2016-03-29 17 views

'da birleştiriyorum Bir kimlik tarafından birleştirilmesi gereken iki büyük veri kümesini (milyonlarca kayıt) işlemek için RxJava'yı kullanıyorum. Bu iki veri kümesi mutlaka aynı kayıtları içermiyor. Ancak kimlikleri tarafından sıralanır.İki büyük veri kümesini RxJava

join yönteminin bunun için kullanılabileceğini ve aşağıdaki denemenin "tam birleştirme" yaptığını ve eşleşen kayıtlarla filtreleneceğini anladım.

public class BatchTest 
    public static void main (String[] args) 
     Observable<Integer> myLeft = Observable.just (1, 2, 3, 4, 5, 6, 7, 8, 9, 10); 
     Observable<Integer> myRight = Observable.just (1, 3, 5, 7, 9); 

     myLeft.join (
      new Func1<Integer, Observable<Integer>>() 
       public Observable<Integer> call (Integer aT) 
       return Observable.never(); 
      new Func1<Integer, Observable<Integer>>() 
       public Observable<Integer> call (Integer aT) 
       return Observable.never(); 
      new Func2<Integer, Integer, Integer[]>() 
       public Integer[] call (Integer aT1, Integer aT2) 
       return new Integer[] {aT1, aT2}; 
     .filter (new Func1<Integer[], Boolean>() 
      public Boolean call (Integer[] aT) 
       return aT[0].equals (aT[1]); 
     .subscribe (new Action1<Integer[]>() 
      public void call (Integer[] aT) 
       System.out.printf ("%d, %d\n", aT[0], aT[1]); 

Bu, küçük bir dizi örnek için iyi çalışır, ancak büyük bir set için çok verimsizdir.

Bu yüzden sorum şu: Klavyeyi görmek, bu seçici/pencereleme işlevlerinin katılımı sınırlamak için kullanabileceği bir yol olduğundan, 3 milyona 3 milyon kayıt yaptırmak zorunda değilim. kayıtlar?

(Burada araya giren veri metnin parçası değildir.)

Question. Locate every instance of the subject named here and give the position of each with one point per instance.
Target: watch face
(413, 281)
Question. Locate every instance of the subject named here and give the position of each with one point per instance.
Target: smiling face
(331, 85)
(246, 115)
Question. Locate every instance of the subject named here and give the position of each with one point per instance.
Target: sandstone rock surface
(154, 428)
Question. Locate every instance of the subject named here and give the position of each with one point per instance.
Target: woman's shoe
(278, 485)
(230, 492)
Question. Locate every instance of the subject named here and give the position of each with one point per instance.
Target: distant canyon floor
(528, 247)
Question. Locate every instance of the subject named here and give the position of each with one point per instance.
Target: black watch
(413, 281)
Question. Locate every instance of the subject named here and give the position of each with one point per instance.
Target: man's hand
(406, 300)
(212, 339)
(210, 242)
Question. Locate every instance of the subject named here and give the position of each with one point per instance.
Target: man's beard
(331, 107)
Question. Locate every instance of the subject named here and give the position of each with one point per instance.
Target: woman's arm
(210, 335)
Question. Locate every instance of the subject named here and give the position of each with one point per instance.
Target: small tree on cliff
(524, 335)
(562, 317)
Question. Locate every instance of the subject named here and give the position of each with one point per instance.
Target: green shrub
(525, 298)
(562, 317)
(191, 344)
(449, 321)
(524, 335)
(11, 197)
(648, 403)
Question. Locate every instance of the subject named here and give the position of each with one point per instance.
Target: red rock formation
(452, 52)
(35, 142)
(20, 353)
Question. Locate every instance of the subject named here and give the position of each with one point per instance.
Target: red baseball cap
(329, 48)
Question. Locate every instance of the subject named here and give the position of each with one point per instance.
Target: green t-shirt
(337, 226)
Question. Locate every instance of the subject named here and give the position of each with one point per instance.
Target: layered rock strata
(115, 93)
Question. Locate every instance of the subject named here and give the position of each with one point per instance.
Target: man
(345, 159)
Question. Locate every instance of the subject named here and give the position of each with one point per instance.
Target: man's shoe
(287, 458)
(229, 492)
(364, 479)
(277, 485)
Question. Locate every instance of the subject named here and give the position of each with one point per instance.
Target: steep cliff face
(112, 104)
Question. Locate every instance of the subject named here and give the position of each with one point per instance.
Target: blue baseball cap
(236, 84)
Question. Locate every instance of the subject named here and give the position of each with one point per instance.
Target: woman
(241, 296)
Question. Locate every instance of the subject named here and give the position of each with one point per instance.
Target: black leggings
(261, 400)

Ya da ben hep birlikte yanlış şekilde yapıyorum?



Yani, temelde, ikinci Observable numarasına giren ve yeni bir Konuya abone olan bir özel Operator uygulamaktı. Özel abone, esasen verilerde okur ve BlockingQueue'a yapıştırır, daha sonra buradan alınır ve orijinal Observable'dan gelen veriler ile birleştirilir.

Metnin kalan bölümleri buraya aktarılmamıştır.